Rust Belt Blues is "one of my favorite albums of 2007."

-Stellasplice (January 23, 2008) - Stellasplice

""Rust Belt Blues" one of the Top 10 albums of 2007"

"Rust Belt Blues" is "one of the Top 10 Albums of 2007."

-European music critic and DJ, Johanna Bodde aka RadioGirl (January 2008) - RadioGirl, European music critic and DJ

"Review of "Rust Belt Blues""

"The truth is that with Rust Belt Blues, Buck has managed to breathe life into stripped-down, bare-knuckle country. . . . This is a superbly direct album, [it] speaks from the heart and gets straight to the point."

-Maverick magazine (UK) review of "Rust Belt Blues" (February 2008) - Maverick magazine (UK)

"Review of "Rust Belt Blues""

"That intimate, stripped-down sound gives [Buck] a chance to showcase his wonderful voice and excellent musicianship, a combination that gives way to consistently good songs. . . . Oliver Buck has already accomplished much as a musician, and Rust Belt Blues adds to these accomplishments while also revealing more of his traditional roots. We don't know where Buck will be going next, but it will definitely be exciting to see where he takes us."

-The Lawrencian (Lawrence, Kansas) review of "Rust Belt Blues" (August 2007) - The Lawrencian (Lawrence, Kansas)

"Biographical piece / review of "Rust Belt Blues""

"I love [Buck's] strong voice, with a beautiful timbre, it goes perfectly with the guitars. To do this kind of thing an artist needs good songs with convincing arrangements, a personality too, maybe even a bit of an attitude. . . . When I see Oliver's smile under his hat, the brim covering his eyes, I know he will never have a problem with that!"

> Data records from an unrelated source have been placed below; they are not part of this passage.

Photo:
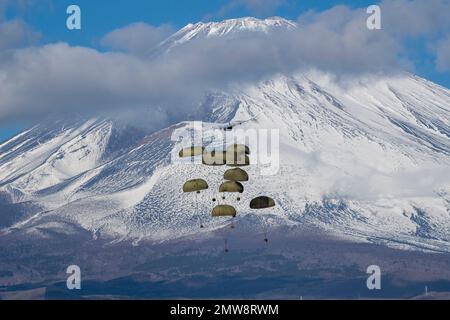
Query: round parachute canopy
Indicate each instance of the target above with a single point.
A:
(236, 174)
(239, 148)
(234, 159)
(262, 203)
(191, 152)
(224, 211)
(231, 186)
(195, 185)
(214, 158)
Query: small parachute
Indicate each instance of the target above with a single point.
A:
(235, 159)
(236, 174)
(195, 185)
(231, 186)
(262, 203)
(191, 152)
(214, 158)
(224, 211)
(238, 148)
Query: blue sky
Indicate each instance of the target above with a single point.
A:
(99, 17)
(103, 16)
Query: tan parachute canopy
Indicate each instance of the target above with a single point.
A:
(236, 174)
(262, 203)
(195, 185)
(224, 211)
(191, 152)
(234, 159)
(231, 186)
(239, 148)
(214, 158)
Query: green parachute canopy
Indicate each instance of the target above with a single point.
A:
(262, 203)
(224, 211)
(235, 159)
(236, 174)
(214, 158)
(191, 152)
(239, 148)
(195, 185)
(231, 186)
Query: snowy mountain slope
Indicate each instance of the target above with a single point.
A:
(366, 159)
(228, 28)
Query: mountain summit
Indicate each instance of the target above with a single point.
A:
(367, 160)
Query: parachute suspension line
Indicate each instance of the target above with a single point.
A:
(265, 229)
(199, 214)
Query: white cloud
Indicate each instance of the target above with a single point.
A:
(58, 78)
(443, 55)
(137, 38)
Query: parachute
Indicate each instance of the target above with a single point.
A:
(238, 148)
(214, 158)
(262, 203)
(191, 152)
(234, 159)
(231, 186)
(195, 185)
(236, 174)
(224, 211)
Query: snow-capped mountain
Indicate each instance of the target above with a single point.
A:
(229, 28)
(367, 159)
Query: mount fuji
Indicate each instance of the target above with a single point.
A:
(363, 160)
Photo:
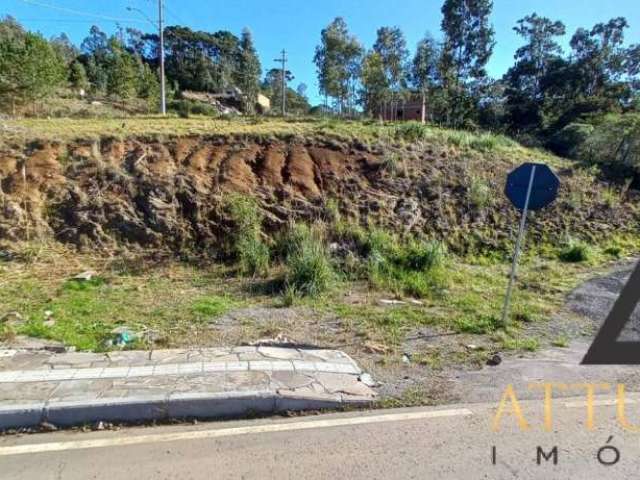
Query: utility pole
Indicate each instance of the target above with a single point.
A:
(283, 60)
(160, 25)
(163, 94)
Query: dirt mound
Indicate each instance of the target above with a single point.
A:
(171, 194)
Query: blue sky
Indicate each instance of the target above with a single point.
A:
(296, 24)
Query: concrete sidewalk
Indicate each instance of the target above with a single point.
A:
(131, 386)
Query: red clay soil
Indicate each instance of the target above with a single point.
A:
(145, 193)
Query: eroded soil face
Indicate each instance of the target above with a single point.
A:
(144, 193)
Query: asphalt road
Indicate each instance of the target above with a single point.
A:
(445, 443)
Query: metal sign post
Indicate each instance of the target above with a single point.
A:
(516, 254)
(529, 187)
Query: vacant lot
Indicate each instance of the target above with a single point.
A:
(391, 242)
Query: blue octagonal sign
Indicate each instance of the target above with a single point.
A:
(544, 189)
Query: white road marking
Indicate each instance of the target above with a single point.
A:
(597, 403)
(228, 432)
(24, 376)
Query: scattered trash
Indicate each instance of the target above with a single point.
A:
(384, 301)
(49, 321)
(7, 256)
(49, 427)
(12, 317)
(494, 360)
(371, 347)
(121, 337)
(85, 276)
(368, 380)
(280, 340)
(58, 348)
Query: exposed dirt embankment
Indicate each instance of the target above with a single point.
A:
(170, 194)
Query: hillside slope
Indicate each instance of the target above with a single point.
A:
(170, 192)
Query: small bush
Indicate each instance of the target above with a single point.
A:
(212, 306)
(309, 270)
(478, 324)
(411, 131)
(479, 192)
(569, 141)
(253, 256)
(575, 252)
(249, 249)
(412, 267)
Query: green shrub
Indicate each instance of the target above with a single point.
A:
(411, 267)
(479, 192)
(411, 131)
(308, 266)
(575, 252)
(478, 324)
(253, 256)
(569, 141)
(212, 306)
(252, 253)
(614, 141)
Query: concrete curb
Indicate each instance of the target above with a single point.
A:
(164, 407)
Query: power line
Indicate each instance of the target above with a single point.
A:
(68, 20)
(283, 60)
(175, 15)
(78, 12)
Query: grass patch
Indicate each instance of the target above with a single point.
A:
(307, 262)
(213, 306)
(575, 251)
(248, 247)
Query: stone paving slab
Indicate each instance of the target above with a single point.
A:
(134, 386)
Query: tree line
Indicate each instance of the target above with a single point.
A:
(125, 66)
(545, 90)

-Insurgent Country (Germany/Netherlands) review of "Rust Belt Blues" (June 2007) - Insurgent Country (Germany/Netherlands)

"Review of "Prodigal Son""

"Being a folk-influenced indie artist may seem en vogue now, but Buck stands out among the acoustic din."

-Cleveland Plain Dealer review of "Prodigal Son" (June 6, 2008) - Cleveland Plain Dealer


Oliver Buck & The New Madrids * "Prodigal Son" (Cuyahoga Records, 2008)
Oliver Buck * "Rust Belt Blues" (Cuyahoga Records, 2007)



Oliver Buck's songs reflect the universal themes of love, longing, and loss and channel hope and heartache in equal measure. Hope and heartache? He's from Cleveland. Having lived in places as far apart as Missoula, Montana and New York, Providence and Lawrence, Kansas, Buck also sings about American roads and homes imagined, all-too-real, and lost. Buck writes about people he's met (the inspiring and the unsavory), and also about his own personal struggles, tough choices, and ambitions as someone who has experienced life in the East Village, the Midwestern prairie, and the Rockies--and who just returned to his Rust Belt hometown.

Buck's latest album is "Prodigal Son," a homecoming record featuring the New Madrids--bassist Adam Rich, drummer Ernie Richmann, and guitarist Joe Landes. Americana UK calls the band "kick ass" and says of Prodigal Son, "Buck sounds like a man possessed. The analogue production is tight, and beautifully complements the taut, yet funky as hell arrangements. It is apparent that Oliver Buck is edging ever closer to the classic album that he so obviously has inside him." Many now think "Prodigal Son" is that classic album.

Oliver Buck's turn to professional musicianship came later than most, at age 32. During the past two years, however, he has made up for lost time, releasing two albums and writing songs for a third. He has appeared on club and festival bills with The Black Crowes, Keb' Mo', Los Lonely Boys, The Radiators, Leon Russell, Robert Randolph & the Family Band, Jason White, David "Honeyboy" Edwards, Eric Lindell, The Slip, Will Hoge, Joe Bonamassa, Marc Ford, Grace Potter & The Nocturnals, and the Everybodyfields. Buck was selected to play at the 2008 North By Northeast (NXNE) Conference in Toronto, and was one of six national finalists in the 2007 Telluride Blues & Brews Festival Acoustic Blues Competition. Currently, Oliver Buck & the New Madrids are at work on their third album.